I saw this recipe by Amy Stafford on her blog, “A healthy life for me” and immediately loved the idea of it. We adore beets and goat cheese and it’s a fairly easy one to put together and impress your guests.

Screen Shot 2015-08-30 at 9.29.58 AM

Serves: 8

6 red beet
6 yellow beets
10 oz of goat cheese, room temperature
¼ cup of salted pistachios, shelled and finely crushed in food processor
Fresh basil leaves, cut into slivers (about 6 large leaves)
zest from ½ lemon
Pinch of kosher salt and ground black pepper
¼ cup of olive oil + more for drizzling

In two separate pans boil water.
Add the yellow beets to one pan and the red to the other and cook for 30 minutes.
Remove with a slotted spoon and set aside to cool.
Take plastic wrap and line a loaf pan letting the plastic wrap overhang on both sides, enough so that you can grab wrap to lift out finished terrine.

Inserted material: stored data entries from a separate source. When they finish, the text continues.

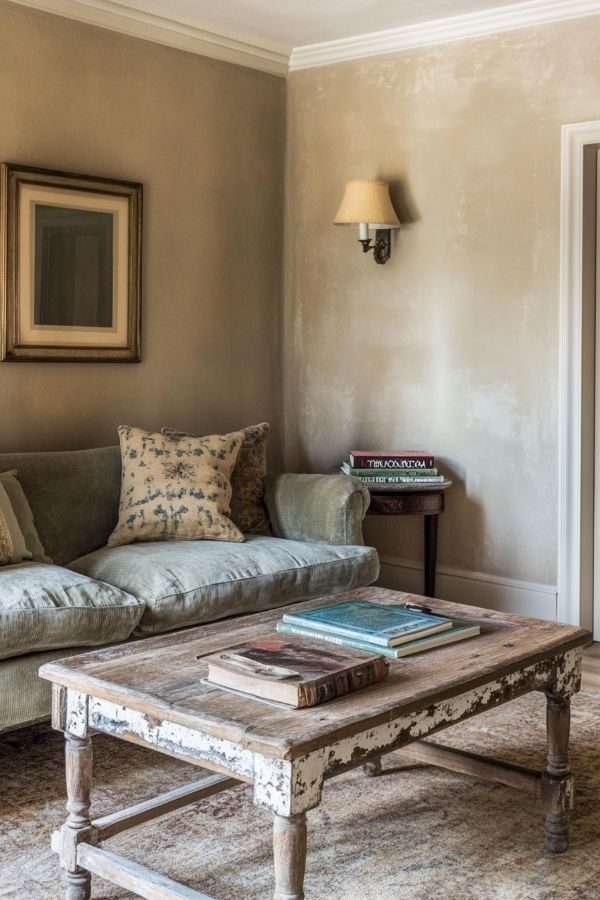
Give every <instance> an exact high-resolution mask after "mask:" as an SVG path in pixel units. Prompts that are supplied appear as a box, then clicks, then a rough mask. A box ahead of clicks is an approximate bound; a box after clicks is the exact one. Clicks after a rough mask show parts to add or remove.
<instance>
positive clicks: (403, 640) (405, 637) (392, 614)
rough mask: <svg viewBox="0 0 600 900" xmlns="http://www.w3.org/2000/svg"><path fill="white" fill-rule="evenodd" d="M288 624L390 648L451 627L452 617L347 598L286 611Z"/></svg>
mask: <svg viewBox="0 0 600 900" xmlns="http://www.w3.org/2000/svg"><path fill="white" fill-rule="evenodd" d="M282 621H283V622H285V623H286V624H287V625H300V626H303V627H304V628H312V629H314V630H318V631H327V632H329V633H330V634H339V635H344V636H346V637H352V638H357V639H359V640H364V641H367V642H369V643H371V644H375V645H379V646H382V647H393V646H395V645H397V644H402V643H404V642H405V641H410V640H414V638H415V637H416V636H417V635H418V636H419V637H425V636H426V635H428V634H435V633H437V632H438V631H445V630H447V629H449V628H452V620H451V619H447V618H444V617H443V616H433V615H430V614H429V613H420V612H415V611H414V610H412V609H406V607H404V606H395V605H394V606H392V605H388V604H383V603H374V602H373V601H372V600H348V601H346V602H345V603H335V604H332V605H331V606H321V607H320V608H319V609H307V610H304V611H301V612H293V613H285V614H284V615H283V618H282Z"/></svg>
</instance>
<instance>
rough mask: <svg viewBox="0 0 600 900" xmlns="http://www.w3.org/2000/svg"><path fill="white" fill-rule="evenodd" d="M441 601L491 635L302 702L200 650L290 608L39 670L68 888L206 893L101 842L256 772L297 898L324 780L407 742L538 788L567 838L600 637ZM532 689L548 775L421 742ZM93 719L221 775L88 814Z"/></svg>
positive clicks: (164, 898) (436, 604)
mask: <svg viewBox="0 0 600 900" xmlns="http://www.w3.org/2000/svg"><path fill="white" fill-rule="evenodd" d="M408 596H409V595H406V594H398V593H396V592H394V591H388V590H384V589H382V588H363V589H361V590H357V591H352V592H351V593H349V594H344V595H339V596H338V598H337V599H339V600H342V599H347V598H349V597H352V598H360V597H362V598H367V597H369V598H372V597H376V598H377V599H378V600H380V601H382V602H399V601H402V600H403V599H408ZM331 600H332V598H321V599H320V600H315V601H312V602H311V603H310V604H305V605H306V606H316V605H322V604H324V603H327V602H331ZM418 600H419V598H411V602H418ZM429 602H431V601H429ZM434 605H435V610H440V611H441V612H444V613H448V614H450V615H455V616H460V617H461V618H464V619H473V620H476V621H478V622H480V624H481V627H482V634H481V636H480V637H477V638H471V639H470V640H467V641H463V642H460V643H457V644H452V645H448V646H446V647H440V648H438V649H436V650H431V651H429V652H427V653H422V654H417V655H415V656H409V657H405V658H404V659H400V660H397V661H394V662H392V666H391V672H390V675H389V677H388V679H387V680H386V681H384V682H382V683H380V684H377V685H373V686H372V687H369V688H366V689H364V690H363V691H360V692H358V693H356V694H352V695H349V696H347V697H342V698H340V699H338V700H335V701H332V702H330V703H326V704H323V705H322V706H317V707H314V708H312V709H306V710H292V709H287V708H282V707H276V706H273V705H269V704H266V703H262V702H260V701H255V700H252V699H250V698H240V697H239V696H236V695H234V694H230V693H226V692H224V691H222V690H219V689H217V688H212V687H210V686H208V685H205V684H203V683H202V678H203V677H204V676H205V674H206V665H205V664H203V662H202V656H203V655H205V654H208V653H213V652H215V651H217V650H219V649H222V648H224V647H227V646H228V645H230V644H233V643H237V642H239V641H242V640H247V639H249V638H250V637H252V636H253V635H257V634H261V633H264V632H265V631H268V630H270V629H272V628H274V626H275V623H276V622H277V621H278V619H279V618H280V616H281V610H271V611H269V612H263V613H257V614H255V615H252V616H247V617H243V618H240V619H232V620H229V621H225V622H219V623H216V624H213V625H207V626H202V627H200V628H194V629H190V630H187V631H182V632H179V633H176V634H170V635H165V636H162V637H158V638H153V639H147V640H144V641H139V642H135V643H129V644H126V645H122V646H119V647H114V648H110V649H106V650H100V651H98V652H92V653H86V654H84V655H81V656H76V657H71V658H70V659H65V660H62V661H60V662H52V663H47V664H46V665H45V666H42V668H41V670H40V673H41V675H42V677H43V678H47V679H49V680H50V681H52V682H53V683H54V685H53V691H54V693H53V700H54V706H53V725H54V727H55V728H57V729H59V730H60V731H64V733H65V736H66V767H67V795H68V801H67V810H68V814H69V815H68V819H67V821H66V823H65V824H64V825H63V827H62V829H61V830H60V831H59V832H56V833H55V834H54V836H53V842H52V844H53V849H54V850H55V852H57V853H58V854H59V855H60V862H61V865H62V867H63V869H64V877H65V882H66V889H65V896H66V897H67V898H68V900H84V898H88V897H89V896H90V893H91V875H92V874H95V875H98V876H100V877H101V878H104V879H107V880H108V881H110V882H113V883H114V884H117V885H120V886H121V887H123V888H125V889H127V890H129V891H132V892H133V893H134V894H137V895H139V896H141V897H147V898H151V900H159V898H160V900H175V898H190V900H191V898H195V900H199V898H204V900H207V897H206V895H205V894H202V893H199V892H198V891H194V890H192V889H190V888H188V887H184V886H183V885H180V884H178V883H177V882H175V881H172V880H171V879H169V878H165V877H164V876H161V875H159V874H158V873H156V872H152V871H151V870H149V869H147V868H145V867H143V866H139V865H137V864H135V863H133V862H131V861H130V860H128V859H125V858H124V857H122V856H118V855H117V854H114V853H112V852H110V851H109V850H107V849H105V848H104V847H102V846H101V844H102V842H103V841H104V840H106V839H107V838H109V837H111V836H113V835H115V834H118V833H119V832H122V831H125V830H127V829H129V828H133V827H134V826H135V825H139V824H141V823H143V822H147V821H149V820H151V819H154V818H157V817H158V816H161V815H164V814H165V813H167V812H172V811H173V810H176V809H178V808H180V807H183V806H185V805H186V804H189V803H192V802H193V801H195V800H198V799H200V798H202V797H207V796H209V795H211V794H215V793H218V792H219V791H223V790H227V789H228V788H231V787H234V786H236V785H238V784H239V783H240V782H247V783H248V784H251V785H252V786H253V792H254V803H255V804H256V805H257V806H259V807H260V808H262V809H264V810H267V811H269V812H271V813H272V814H273V815H274V839H273V845H274V857H275V883H276V887H275V895H274V896H275V898H276V900H302V898H303V897H304V893H303V881H304V866H305V859H306V811H307V810H309V809H312V808H313V807H316V806H318V805H319V803H320V801H321V791H322V789H323V784H324V782H325V780H326V779H328V778H330V777H332V776H334V775H338V774H340V773H341V772H345V771H347V770H348V769H352V768H356V767H357V766H364V768H365V771H366V773H367V774H371V775H375V774H378V773H379V771H380V759H381V756H382V755H383V754H385V753H389V752H390V751H392V750H398V749H401V750H402V752H403V753H406V754H407V755H408V756H410V757H412V758H414V759H416V760H419V761H421V762H425V763H429V764H433V765H437V766H441V767H443V768H447V769H451V770H453V771H457V772H467V773H469V774H473V775H477V776H480V777H483V778H488V779H491V780H493V781H498V782H502V783H505V784H508V785H511V786H513V787H515V788H520V789H521V790H525V791H527V792H528V793H529V794H530V795H531V796H532V797H539V798H541V800H542V802H543V806H544V810H545V820H546V846H547V849H548V850H549V851H550V852H551V853H561V852H563V851H564V850H566V849H567V846H568V840H569V811H570V808H571V805H572V798H573V778H572V775H571V774H570V773H569V768H568V763H567V746H568V741H569V699H570V697H571V695H572V694H574V693H576V692H577V691H578V690H579V686H580V678H581V656H582V646H583V645H584V644H585V643H586V642H587V641H588V640H589V639H590V635H589V633H588V632H586V631H584V630H583V629H581V628H573V627H571V626H568V625H557V624H556V623H552V622H544V621H541V620H537V619H524V618H520V617H517V616H509V615H504V614H501V613H494V612H490V611H487V610H481V609H475V608H473V607H466V606H458V605H455V604H450V603H444V602H443V601H435V604H434ZM529 691H543V692H544V693H545V694H546V698H547V726H548V762H547V767H546V770H545V772H543V773H539V772H533V771H529V770H526V769H522V768H519V767H516V766H510V765H506V764H501V763H499V762H495V761H493V760H489V759H485V758H484V757H481V756H478V755H476V754H466V753H463V752H459V751H456V750H451V749H449V748H444V747H442V746H440V745H438V744H435V743H433V742H431V741H426V740H424V738H426V737H428V736H430V735H432V734H434V733H435V732H437V731H441V730H442V729H444V728H446V727H448V726H449V725H453V724H455V723H456V722H460V721H462V720H464V719H467V718H469V717H470V716H474V715H477V714H478V713H480V712H483V711H484V710H487V709H490V708H492V707H495V706H498V705H499V704H501V703H505V702H507V701H508V700H512V699H513V698H515V697H519V696H521V695H523V694H526V693H528V692H529ZM94 731H100V732H104V733H105V734H110V735H113V736H115V737H119V738H123V739H124V740H127V741H133V742H134V743H136V744H142V745H143V746H145V747H149V748H152V749H154V750H157V751H159V752H160V753H166V754H168V755H171V756H175V757H177V758H179V759H183V760H186V761H187V762H192V763H195V764H197V765H199V766H202V767H204V768H207V769H209V770H212V771H214V772H216V773H218V774H216V775H211V776H209V777H205V778H203V779H201V780H200V781H197V782H195V783H193V784H191V785H188V786H186V787H184V788H179V789H178V790H175V791H170V792H169V793H167V794H163V795H162V796H159V797H157V798H155V799H154V800H150V801H146V802H144V803H140V804H138V805H137V806H133V807H130V808H129V809H125V810H121V811H120V812H115V813H113V814H112V815H108V816H104V817H103V818H100V819H95V820H92V819H90V789H91V781H92V738H91V736H92V734H93V732H94ZM399 802H400V801H399ZM157 839H160V837H157ZM515 839H516V840H518V836H516V838H515Z"/></svg>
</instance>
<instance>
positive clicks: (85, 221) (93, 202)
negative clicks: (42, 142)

In a bowl, add the goat cheese, lemon zest, olive oil, salt, pepper and pistachios and stir to blend.
When the beets have cooled, peel and slice thinly.
Line the pan with a layer of yellow beets, slightly overlapping.
Then add a ¼ cup of goat cheese mixture, spreading over the beets.
Add a sprinkle of basil slivers and a drizzle of olive oil.
Continue layering the yellow beets, goat cheese, basil and olive oil four times and then start with red, continuing the layering four times.

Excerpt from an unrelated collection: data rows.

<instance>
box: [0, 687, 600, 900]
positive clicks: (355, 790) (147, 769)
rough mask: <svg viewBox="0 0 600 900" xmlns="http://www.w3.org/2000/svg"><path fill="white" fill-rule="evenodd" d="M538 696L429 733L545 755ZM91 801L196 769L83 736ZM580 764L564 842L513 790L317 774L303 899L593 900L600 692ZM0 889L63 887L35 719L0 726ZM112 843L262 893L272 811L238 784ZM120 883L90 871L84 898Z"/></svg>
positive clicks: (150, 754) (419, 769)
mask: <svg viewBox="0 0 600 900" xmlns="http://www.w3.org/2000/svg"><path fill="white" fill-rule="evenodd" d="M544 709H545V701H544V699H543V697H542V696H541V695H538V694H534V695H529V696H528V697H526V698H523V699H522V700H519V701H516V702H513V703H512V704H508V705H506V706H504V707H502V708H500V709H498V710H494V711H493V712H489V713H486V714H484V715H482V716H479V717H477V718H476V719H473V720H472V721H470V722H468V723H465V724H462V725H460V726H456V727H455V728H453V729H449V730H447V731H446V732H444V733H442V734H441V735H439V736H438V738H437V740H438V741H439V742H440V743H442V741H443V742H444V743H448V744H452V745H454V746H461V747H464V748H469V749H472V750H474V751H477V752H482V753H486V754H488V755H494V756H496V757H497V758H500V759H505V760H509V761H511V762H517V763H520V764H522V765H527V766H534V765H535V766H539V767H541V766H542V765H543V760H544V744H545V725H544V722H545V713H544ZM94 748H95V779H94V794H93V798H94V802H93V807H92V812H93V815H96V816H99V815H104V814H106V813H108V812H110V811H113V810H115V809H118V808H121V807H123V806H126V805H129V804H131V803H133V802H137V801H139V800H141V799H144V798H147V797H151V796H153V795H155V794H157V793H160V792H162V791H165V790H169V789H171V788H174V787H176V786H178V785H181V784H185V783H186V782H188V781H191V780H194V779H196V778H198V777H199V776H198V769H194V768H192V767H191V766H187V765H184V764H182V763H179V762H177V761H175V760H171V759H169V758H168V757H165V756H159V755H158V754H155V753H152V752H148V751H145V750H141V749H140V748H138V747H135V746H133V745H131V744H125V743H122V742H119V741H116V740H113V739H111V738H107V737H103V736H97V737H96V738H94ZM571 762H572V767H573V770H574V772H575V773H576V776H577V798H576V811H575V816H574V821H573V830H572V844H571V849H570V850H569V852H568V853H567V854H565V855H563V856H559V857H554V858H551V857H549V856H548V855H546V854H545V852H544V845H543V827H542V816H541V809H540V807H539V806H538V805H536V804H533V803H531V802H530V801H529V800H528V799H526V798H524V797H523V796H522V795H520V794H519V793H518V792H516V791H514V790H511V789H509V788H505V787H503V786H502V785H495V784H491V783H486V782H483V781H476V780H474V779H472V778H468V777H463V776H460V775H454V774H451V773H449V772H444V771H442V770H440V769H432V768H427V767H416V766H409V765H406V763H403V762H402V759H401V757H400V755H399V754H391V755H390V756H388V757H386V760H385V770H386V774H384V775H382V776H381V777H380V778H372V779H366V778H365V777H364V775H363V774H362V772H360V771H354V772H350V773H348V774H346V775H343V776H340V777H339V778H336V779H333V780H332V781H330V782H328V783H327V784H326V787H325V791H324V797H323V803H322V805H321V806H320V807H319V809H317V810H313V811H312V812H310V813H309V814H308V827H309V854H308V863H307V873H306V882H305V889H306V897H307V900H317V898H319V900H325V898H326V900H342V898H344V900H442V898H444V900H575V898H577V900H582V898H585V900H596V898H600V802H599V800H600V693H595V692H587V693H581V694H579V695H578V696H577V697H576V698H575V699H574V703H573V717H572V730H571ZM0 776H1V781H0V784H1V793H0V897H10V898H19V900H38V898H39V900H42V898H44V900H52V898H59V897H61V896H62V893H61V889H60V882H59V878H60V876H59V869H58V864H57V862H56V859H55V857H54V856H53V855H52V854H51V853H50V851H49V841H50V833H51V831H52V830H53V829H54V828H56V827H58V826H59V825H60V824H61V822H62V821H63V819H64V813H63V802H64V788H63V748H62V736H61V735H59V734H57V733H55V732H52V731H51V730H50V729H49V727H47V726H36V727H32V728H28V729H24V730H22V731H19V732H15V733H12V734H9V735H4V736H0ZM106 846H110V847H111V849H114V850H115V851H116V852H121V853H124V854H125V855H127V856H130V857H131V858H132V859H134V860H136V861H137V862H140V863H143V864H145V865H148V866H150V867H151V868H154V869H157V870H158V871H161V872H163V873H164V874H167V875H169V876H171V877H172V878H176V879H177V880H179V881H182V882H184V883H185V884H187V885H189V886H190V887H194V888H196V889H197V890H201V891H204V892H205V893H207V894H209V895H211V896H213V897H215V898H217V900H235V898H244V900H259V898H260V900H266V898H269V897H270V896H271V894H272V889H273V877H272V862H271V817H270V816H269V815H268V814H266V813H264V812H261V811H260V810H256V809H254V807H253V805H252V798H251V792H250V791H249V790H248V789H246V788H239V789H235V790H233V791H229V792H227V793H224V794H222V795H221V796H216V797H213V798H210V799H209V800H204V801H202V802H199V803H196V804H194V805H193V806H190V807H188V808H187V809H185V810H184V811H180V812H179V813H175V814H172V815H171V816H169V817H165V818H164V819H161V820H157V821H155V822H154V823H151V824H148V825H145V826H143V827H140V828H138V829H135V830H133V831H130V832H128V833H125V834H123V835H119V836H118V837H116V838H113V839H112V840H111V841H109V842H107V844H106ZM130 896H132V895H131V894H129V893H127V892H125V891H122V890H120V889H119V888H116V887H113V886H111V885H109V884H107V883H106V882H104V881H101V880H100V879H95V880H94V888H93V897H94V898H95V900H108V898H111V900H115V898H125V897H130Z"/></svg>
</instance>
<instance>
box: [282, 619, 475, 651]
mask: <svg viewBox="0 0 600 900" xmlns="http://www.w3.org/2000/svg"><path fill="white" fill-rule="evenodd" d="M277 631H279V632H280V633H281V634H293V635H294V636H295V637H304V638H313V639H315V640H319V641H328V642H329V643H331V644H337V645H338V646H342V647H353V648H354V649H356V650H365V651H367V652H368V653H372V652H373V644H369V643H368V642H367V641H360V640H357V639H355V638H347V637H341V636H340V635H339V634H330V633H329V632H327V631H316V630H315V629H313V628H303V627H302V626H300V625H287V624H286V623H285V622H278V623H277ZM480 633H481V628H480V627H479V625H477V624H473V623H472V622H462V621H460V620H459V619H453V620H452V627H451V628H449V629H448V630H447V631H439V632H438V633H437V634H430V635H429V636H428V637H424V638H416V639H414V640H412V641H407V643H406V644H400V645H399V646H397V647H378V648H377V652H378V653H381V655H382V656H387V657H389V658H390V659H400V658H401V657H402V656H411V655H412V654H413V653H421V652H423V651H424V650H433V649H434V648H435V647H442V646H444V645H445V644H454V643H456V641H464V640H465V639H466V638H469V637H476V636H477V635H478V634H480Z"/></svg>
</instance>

Make sure that you finish with a beet layer and drizzle of olive oil. (you will not reach the top of the pan.
Take the plastic wrap flaps and cover your last layer
Place heavy cans on top of the plastic to compress the terrine.
Place in the refrigerator for 2 or more hours.
When you remove, unwrap and use the plastic to lift the terrine out of the pan.
Slice and serve with a drizzle of olive oil

Salad of fresh figs, candied walnuts and mountain Gorgonzola cheese

Such an exquisite combination. Mountain Gorgonzola is the perfect creaminess for a blue cheese for this dish, but don’t worry if you can’t find it. Plain Gorgonzola will be fine.

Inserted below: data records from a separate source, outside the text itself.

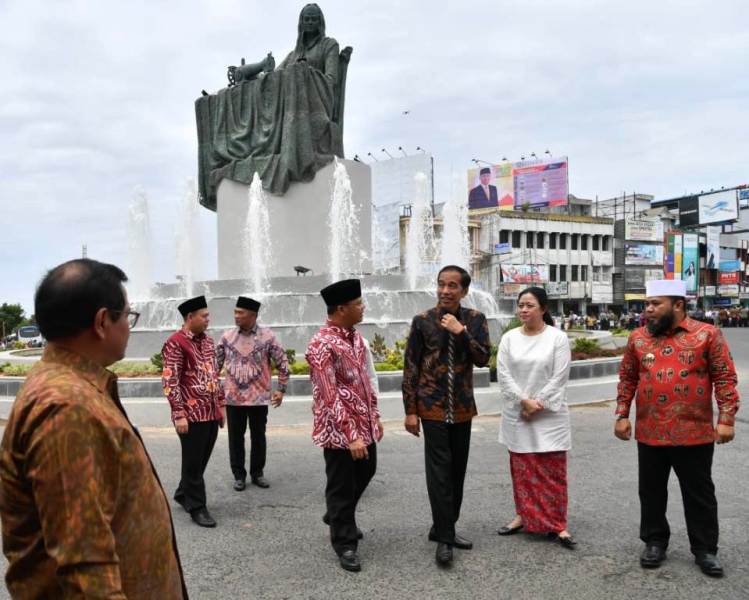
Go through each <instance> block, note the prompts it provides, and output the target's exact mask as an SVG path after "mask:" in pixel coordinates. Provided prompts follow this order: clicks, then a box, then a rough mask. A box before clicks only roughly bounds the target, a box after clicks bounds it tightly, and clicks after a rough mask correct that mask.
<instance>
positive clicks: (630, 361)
mask: <svg viewBox="0 0 749 600" xmlns="http://www.w3.org/2000/svg"><path fill="white" fill-rule="evenodd" d="M736 383H737V378H736V369H735V368H734V365H733V360H732V359H731V353H730V352H729V350H728V344H726V341H725V338H724V337H723V334H722V333H721V332H720V330H719V329H717V328H715V327H713V326H712V325H708V324H706V323H700V322H699V321H695V320H694V319H689V318H686V319H684V320H683V321H682V322H681V323H680V324H679V325H678V326H677V327H676V328H675V330H674V331H673V332H671V333H670V334H667V335H659V336H653V335H652V334H651V333H650V332H649V331H648V329H647V328H646V327H641V328H640V329H637V330H635V331H633V332H632V333H631V334H630V336H629V341H628V342H627V349H626V351H625V353H624V356H623V357H622V363H621V367H620V370H619V387H618V395H617V399H616V400H617V405H616V414H617V415H620V416H622V417H628V416H629V409H630V405H631V404H632V400H633V399H635V397H636V404H637V421H636V423H635V438H636V439H637V441H638V442H642V443H644V444H649V445H651V446H692V445H695V444H710V443H712V442H714V441H715V437H716V434H715V429H714V427H713V402H712V400H713V391H714V392H715V400H716V402H717V404H718V423H721V424H724V425H731V426H732V425H733V424H734V421H735V417H736V411H738V408H739V395H738V392H737V391H736Z"/></svg>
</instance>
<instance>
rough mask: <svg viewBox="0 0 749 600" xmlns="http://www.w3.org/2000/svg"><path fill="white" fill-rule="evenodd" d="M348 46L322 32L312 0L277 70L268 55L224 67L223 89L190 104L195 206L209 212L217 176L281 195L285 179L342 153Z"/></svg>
mask: <svg viewBox="0 0 749 600" xmlns="http://www.w3.org/2000/svg"><path fill="white" fill-rule="evenodd" d="M351 51H352V49H351V47H347V48H344V49H343V51H340V52H339V47H338V42H337V41H336V40H335V39H333V38H330V37H327V36H326V35H325V17H324V16H323V13H322V11H321V10H320V7H319V6H317V4H307V5H306V6H305V7H304V8H303V9H302V11H301V13H300V15H299V23H298V35H297V43H296V46H295V48H294V50H292V51H291V52H290V53H289V54H288V56H287V57H286V58H285V59H284V60H283V62H282V63H281V64H280V65H279V66H278V68H276V66H275V59H274V58H273V54H272V53H268V54H267V56H266V57H265V58H264V59H263V60H261V61H259V62H256V63H252V64H245V62H244V59H242V61H241V64H240V65H239V66H230V67H228V69H227V77H228V79H229V85H228V87H226V88H224V89H222V90H219V92H218V93H216V94H209V95H208V96H203V97H200V98H198V99H197V100H196V101H195V110H196V115H197V124H198V163H199V168H198V179H199V190H200V203H201V204H202V205H203V206H205V207H206V208H210V209H211V210H215V209H216V190H217V188H218V184H219V182H220V181H221V179H223V178H229V179H233V180H235V181H240V182H243V183H247V184H249V183H250V182H251V181H252V176H253V175H254V173H255V172H257V173H258V174H259V175H260V178H261V179H262V181H263V187H264V188H265V189H266V190H269V191H270V192H272V193H274V194H283V193H284V192H285V191H286V190H287V189H288V187H289V184H290V183H291V182H292V181H310V180H311V179H312V178H313V177H314V176H315V173H316V172H317V171H318V170H319V169H321V168H322V167H324V166H325V165H326V164H328V163H329V162H330V161H332V160H333V157H334V156H339V157H341V158H342V157H343V107H344V101H345V88H346V71H347V68H348V62H349V59H350V57H351Z"/></svg>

Screen Shot 2015-08-15 at 9.02.28 AM

Serves 6

1/4 cup balsamic vinegar
1/2 cup extra virgin olive oil
1/2 tsp lemon juice
salt and pepper
6 cups mesclun greens, such as arugula, oak leaf, mache or radicchio
1/2 cup crumbled mountain Gorgonzola
12 fresh figs, halved
1/3 cup candied walnuts

Mix together the balsamic, olive oil, lemon juice, salt and pepper in a small bowl.
In a separate large bowl, combine the greens, Gorgonzola, figs and walnuts.
Toss well with the dressing and season with salt and pepper.